There is “an epidemic of ignorance” about a crop whose growers even receive state subsidies, he argued.
Arrillaga, like other producers who spoke to IPS, buys legally certified seeds from France, because Spain does not certify seeds. His seeds are planted by farmers in the southern region of Andalusía.
He sells all parts of the hemp plant – seeds, leaves and stems – which are used to make “hemp milk” (a drink made from seeds that are soaked and ground into water), infusions, soap, and skincare products.
“Hemp production could be a green revolution that would help reduce unemployment in rural areas in these times of economic crisis,” the president of the Spanish association of hemp producers (AEPTC), Fernando Montero, told IPS.
The AEPTC was created in 2012 in the village of Bubión, in the heart of the La Alpujarra mountains in the southern Andalusían province of Granada.
Montero, who sells hemp along with his son in their company LaKaraba, said that even though they “meticulously” comply with all of the legal requirements, they are always a bit nervous when they plant, for fear that the authorities will swoop in at any given moment.
Civil guard lieutenant Pablo Cobo in the Andalusían city of Algeciras told IPS that “even though it isn’t what it looks like,” a package of industrial hemp has the same appearance and smell as marijuana.
When the authorities find a shipment of a package of hemp leaves, the results of the analysis come up positive for THC, no matter how low the percentage.
That automatically leads to confiscation of the product and the submission of a sample to the health authorities for a second lab test.
“The problem is that the initial test and identification of the product by the authorities“ are not reliable and must be contrasted by a second test, a lawyer who asked to remain anonymous told IPS.
And while the tests determine whether or not the cannabis complies with the legal limits for THC content, the product can languish in a warehouse for weeks or even months, Arrillaga complained.
He also cited Juan Zurito, a Granada farmer who was arrested several times for crimes against public health, and who has been in prison since February.

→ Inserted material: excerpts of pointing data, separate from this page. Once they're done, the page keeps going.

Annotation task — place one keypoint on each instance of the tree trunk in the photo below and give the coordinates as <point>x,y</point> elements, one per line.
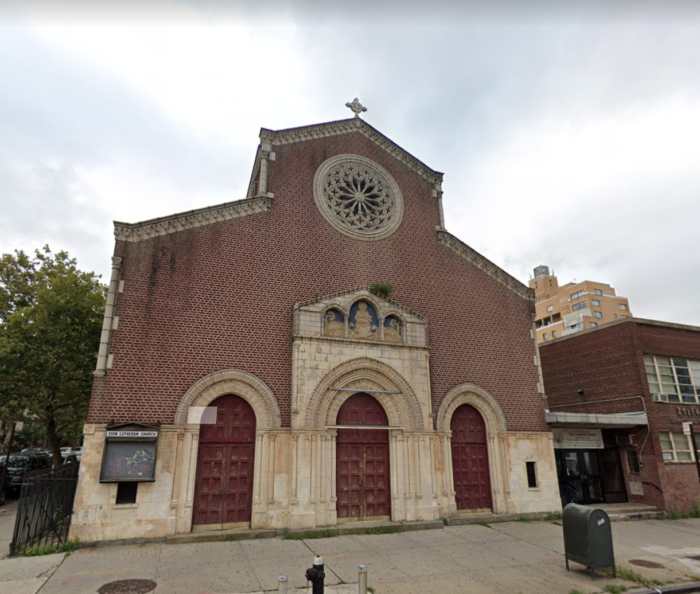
<point>54,441</point>
<point>6,442</point>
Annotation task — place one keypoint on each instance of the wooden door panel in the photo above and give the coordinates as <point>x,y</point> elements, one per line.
<point>224,485</point>
<point>470,459</point>
<point>362,462</point>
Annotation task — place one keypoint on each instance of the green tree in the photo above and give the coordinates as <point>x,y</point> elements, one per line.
<point>50,324</point>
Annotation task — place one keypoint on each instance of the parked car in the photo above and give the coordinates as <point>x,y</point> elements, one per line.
<point>19,465</point>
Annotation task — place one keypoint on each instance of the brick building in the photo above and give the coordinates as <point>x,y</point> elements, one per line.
<point>619,396</point>
<point>243,348</point>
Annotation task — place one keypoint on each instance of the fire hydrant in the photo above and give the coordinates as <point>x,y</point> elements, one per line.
<point>316,575</point>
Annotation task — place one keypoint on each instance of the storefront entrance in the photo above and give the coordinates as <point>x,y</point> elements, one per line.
<point>579,476</point>
<point>362,460</point>
<point>590,476</point>
<point>224,488</point>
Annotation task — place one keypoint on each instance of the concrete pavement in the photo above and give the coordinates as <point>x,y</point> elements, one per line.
<point>8,512</point>
<point>506,558</point>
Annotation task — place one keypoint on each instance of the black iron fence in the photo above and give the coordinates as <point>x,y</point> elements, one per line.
<point>45,508</point>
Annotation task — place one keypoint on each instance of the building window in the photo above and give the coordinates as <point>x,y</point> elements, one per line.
<point>675,447</point>
<point>633,462</point>
<point>126,493</point>
<point>531,475</point>
<point>676,377</point>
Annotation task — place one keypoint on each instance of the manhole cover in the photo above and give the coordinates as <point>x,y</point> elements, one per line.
<point>645,563</point>
<point>128,587</point>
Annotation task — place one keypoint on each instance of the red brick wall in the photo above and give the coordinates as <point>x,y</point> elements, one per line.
<point>608,363</point>
<point>222,297</point>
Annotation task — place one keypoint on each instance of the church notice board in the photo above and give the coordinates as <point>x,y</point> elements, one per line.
<point>130,453</point>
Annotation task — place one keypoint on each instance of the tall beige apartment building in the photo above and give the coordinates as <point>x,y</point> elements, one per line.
<point>573,307</point>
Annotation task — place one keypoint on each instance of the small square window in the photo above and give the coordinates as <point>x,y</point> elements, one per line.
<point>126,493</point>
<point>531,475</point>
<point>633,462</point>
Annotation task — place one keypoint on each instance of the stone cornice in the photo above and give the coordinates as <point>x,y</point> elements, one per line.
<point>380,344</point>
<point>485,265</point>
<point>134,232</point>
<point>292,135</point>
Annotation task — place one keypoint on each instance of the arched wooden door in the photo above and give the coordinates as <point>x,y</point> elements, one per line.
<point>225,462</point>
<point>470,459</point>
<point>362,463</point>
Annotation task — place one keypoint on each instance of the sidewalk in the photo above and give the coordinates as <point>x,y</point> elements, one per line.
<point>8,512</point>
<point>507,558</point>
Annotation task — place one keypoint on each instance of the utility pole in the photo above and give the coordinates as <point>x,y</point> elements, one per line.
<point>695,449</point>
<point>7,457</point>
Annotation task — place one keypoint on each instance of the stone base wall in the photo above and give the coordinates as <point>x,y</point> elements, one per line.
<point>295,481</point>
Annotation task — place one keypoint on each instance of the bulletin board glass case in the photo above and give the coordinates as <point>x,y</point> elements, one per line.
<point>130,453</point>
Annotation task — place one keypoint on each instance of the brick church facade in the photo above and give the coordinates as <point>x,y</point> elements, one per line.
<point>286,394</point>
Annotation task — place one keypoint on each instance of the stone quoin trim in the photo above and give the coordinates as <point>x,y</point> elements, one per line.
<point>485,265</point>
<point>477,397</point>
<point>236,382</point>
<point>292,135</point>
<point>134,232</point>
<point>403,410</point>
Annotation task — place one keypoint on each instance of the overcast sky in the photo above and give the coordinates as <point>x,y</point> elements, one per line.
<point>568,132</point>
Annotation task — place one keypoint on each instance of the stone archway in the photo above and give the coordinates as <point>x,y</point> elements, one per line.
<point>495,448</point>
<point>365,375</point>
<point>477,397</point>
<point>232,381</point>
<point>268,421</point>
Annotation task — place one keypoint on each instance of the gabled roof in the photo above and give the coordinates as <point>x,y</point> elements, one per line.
<point>326,129</point>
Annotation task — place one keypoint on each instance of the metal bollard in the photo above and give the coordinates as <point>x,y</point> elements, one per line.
<point>316,575</point>
<point>362,579</point>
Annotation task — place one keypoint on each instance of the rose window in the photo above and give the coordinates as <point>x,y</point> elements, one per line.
<point>358,197</point>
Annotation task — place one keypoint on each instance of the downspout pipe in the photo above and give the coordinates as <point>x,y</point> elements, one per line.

Spain is a signatory to the 1961 Single Convention on Narcotic Drugs, the 1971 Convention on Psychotropic Substances, and the 1988 United Nations Convention against Illicit Traffic in Narcotic Drugs and Psychotropic Substances, which ban the cultivation, production and sale of cannabis as a drug, but do not restrict the production of industrial hemp.

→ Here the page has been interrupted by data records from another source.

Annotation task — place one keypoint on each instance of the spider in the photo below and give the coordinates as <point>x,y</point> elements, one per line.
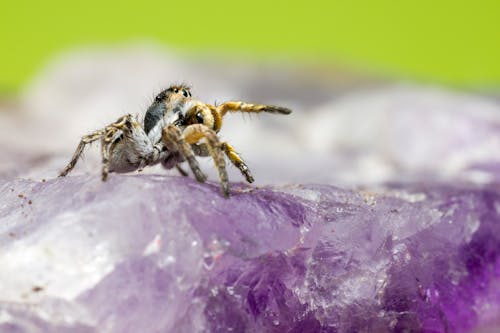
<point>172,132</point>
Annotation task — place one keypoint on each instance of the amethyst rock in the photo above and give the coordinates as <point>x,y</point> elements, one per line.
<point>79,255</point>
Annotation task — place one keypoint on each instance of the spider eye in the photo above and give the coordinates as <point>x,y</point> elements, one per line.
<point>160,97</point>
<point>199,118</point>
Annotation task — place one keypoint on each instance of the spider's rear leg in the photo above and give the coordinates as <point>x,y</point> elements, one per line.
<point>203,150</point>
<point>86,139</point>
<point>194,133</point>
<point>172,139</point>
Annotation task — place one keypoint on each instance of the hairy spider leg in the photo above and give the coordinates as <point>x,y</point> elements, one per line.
<point>172,139</point>
<point>85,140</point>
<point>249,108</point>
<point>112,134</point>
<point>194,133</point>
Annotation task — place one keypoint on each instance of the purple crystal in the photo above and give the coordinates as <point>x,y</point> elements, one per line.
<point>167,254</point>
<point>402,234</point>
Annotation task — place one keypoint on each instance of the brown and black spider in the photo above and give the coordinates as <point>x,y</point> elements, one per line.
<point>176,128</point>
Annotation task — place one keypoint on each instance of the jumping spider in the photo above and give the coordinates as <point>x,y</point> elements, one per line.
<point>173,127</point>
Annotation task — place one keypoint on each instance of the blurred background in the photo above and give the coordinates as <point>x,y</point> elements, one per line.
<point>380,90</point>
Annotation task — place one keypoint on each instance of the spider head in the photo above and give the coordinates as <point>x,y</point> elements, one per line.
<point>172,93</point>
<point>167,105</point>
<point>200,113</point>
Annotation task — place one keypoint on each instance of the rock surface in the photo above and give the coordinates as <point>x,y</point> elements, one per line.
<point>152,253</point>
<point>402,232</point>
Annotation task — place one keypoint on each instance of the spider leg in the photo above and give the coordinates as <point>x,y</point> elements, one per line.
<point>86,139</point>
<point>194,133</point>
<point>172,138</point>
<point>249,108</point>
<point>112,134</point>
<point>237,161</point>
<point>203,150</point>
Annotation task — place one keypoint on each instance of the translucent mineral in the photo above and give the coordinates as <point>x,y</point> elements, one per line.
<point>377,211</point>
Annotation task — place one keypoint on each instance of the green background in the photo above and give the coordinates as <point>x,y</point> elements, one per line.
<point>450,42</point>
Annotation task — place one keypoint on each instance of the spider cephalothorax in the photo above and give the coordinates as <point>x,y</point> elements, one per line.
<point>176,127</point>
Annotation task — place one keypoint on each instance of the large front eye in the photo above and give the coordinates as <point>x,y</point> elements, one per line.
<point>199,118</point>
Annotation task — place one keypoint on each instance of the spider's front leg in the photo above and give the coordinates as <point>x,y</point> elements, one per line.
<point>250,108</point>
<point>173,140</point>
<point>203,150</point>
<point>191,135</point>
<point>85,140</point>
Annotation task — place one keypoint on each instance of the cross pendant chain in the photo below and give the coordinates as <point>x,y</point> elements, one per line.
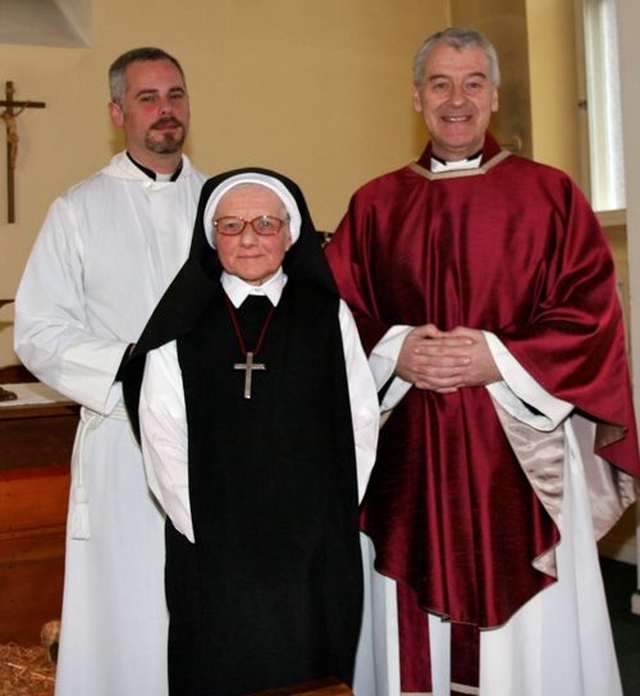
<point>248,366</point>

Hemp fibre can be used to make clothing, rope and paper, while the oil from the seeds can be used to produce biofuel or animal feed.

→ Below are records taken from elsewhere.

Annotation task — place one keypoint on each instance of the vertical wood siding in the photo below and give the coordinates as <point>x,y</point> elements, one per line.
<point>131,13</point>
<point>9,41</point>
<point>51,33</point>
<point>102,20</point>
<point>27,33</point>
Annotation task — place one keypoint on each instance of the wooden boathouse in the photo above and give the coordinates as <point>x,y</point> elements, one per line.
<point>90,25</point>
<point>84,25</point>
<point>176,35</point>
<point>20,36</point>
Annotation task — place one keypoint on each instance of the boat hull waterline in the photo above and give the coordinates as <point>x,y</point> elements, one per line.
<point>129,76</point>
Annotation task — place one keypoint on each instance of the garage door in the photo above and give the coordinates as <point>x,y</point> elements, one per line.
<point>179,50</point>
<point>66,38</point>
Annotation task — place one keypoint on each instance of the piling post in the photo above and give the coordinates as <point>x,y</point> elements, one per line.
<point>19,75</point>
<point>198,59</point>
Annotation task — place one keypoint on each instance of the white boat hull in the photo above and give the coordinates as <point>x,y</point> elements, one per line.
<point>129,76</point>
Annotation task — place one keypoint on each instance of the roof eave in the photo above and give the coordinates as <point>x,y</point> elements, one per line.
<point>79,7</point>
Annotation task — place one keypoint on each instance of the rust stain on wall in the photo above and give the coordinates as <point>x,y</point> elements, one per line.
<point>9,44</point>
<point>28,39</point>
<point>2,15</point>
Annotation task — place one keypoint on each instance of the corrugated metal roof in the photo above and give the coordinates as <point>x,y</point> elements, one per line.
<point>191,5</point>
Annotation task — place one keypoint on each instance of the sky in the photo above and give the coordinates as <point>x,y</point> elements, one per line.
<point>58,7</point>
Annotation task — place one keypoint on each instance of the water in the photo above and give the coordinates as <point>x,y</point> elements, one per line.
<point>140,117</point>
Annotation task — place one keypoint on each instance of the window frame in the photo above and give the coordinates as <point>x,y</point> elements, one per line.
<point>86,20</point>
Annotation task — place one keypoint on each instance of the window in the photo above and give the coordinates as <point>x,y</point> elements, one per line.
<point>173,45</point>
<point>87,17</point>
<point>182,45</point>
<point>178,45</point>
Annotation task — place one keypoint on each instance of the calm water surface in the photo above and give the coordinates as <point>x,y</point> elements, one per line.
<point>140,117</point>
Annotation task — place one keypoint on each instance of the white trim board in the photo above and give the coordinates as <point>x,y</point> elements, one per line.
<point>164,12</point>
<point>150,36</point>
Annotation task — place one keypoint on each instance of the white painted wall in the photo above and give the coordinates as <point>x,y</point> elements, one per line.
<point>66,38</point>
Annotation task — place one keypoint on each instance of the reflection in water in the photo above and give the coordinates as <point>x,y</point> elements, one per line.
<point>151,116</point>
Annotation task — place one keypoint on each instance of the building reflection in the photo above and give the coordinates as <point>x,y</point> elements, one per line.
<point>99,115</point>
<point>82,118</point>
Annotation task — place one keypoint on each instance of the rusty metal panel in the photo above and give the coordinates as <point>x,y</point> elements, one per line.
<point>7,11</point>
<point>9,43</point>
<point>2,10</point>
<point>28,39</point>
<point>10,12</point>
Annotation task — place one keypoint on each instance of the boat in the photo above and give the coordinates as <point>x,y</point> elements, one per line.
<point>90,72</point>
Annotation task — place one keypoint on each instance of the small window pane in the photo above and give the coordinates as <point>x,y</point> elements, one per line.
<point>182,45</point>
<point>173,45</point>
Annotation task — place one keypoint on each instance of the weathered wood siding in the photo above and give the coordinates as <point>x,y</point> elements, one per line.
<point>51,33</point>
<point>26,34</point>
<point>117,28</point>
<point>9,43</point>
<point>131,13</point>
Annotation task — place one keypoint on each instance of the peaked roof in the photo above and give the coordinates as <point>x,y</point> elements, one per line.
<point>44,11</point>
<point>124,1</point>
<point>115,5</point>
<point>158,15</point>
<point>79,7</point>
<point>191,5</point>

“What could be better than working with something so good,” argued López, of the Galihemp Cooperative, which will produce hemp pulp to make paper, using a special machine.
She told IPS that “the ignorance about this plant in some places in Spain, at the level of the civil guard [police force], is a disgrace.”
The hemp sector faces numerous hurdles in Spain, where it is even hard to find hemp seed dehulling machines. In other EU countries like France, Germany or Austria, meanwhile, the number of hectares dedicated to hemp production is growing fast.
Nevertheless, López believes industrial hemp has a “splendid” future in Spain and says she has “no doubt” that it will prosper, although she admits that ignorance about hemp and the interests of big industry are obstacles.
Funtané concurred. “There are a number of powerful industries, like the textile or steel industries, which are not interested in the potential of hemp and won’t let it steal markets from them,” he said.
Hemp can be used to make components for the car industry, and durable insulation material is made from hemp fibre for the building industry.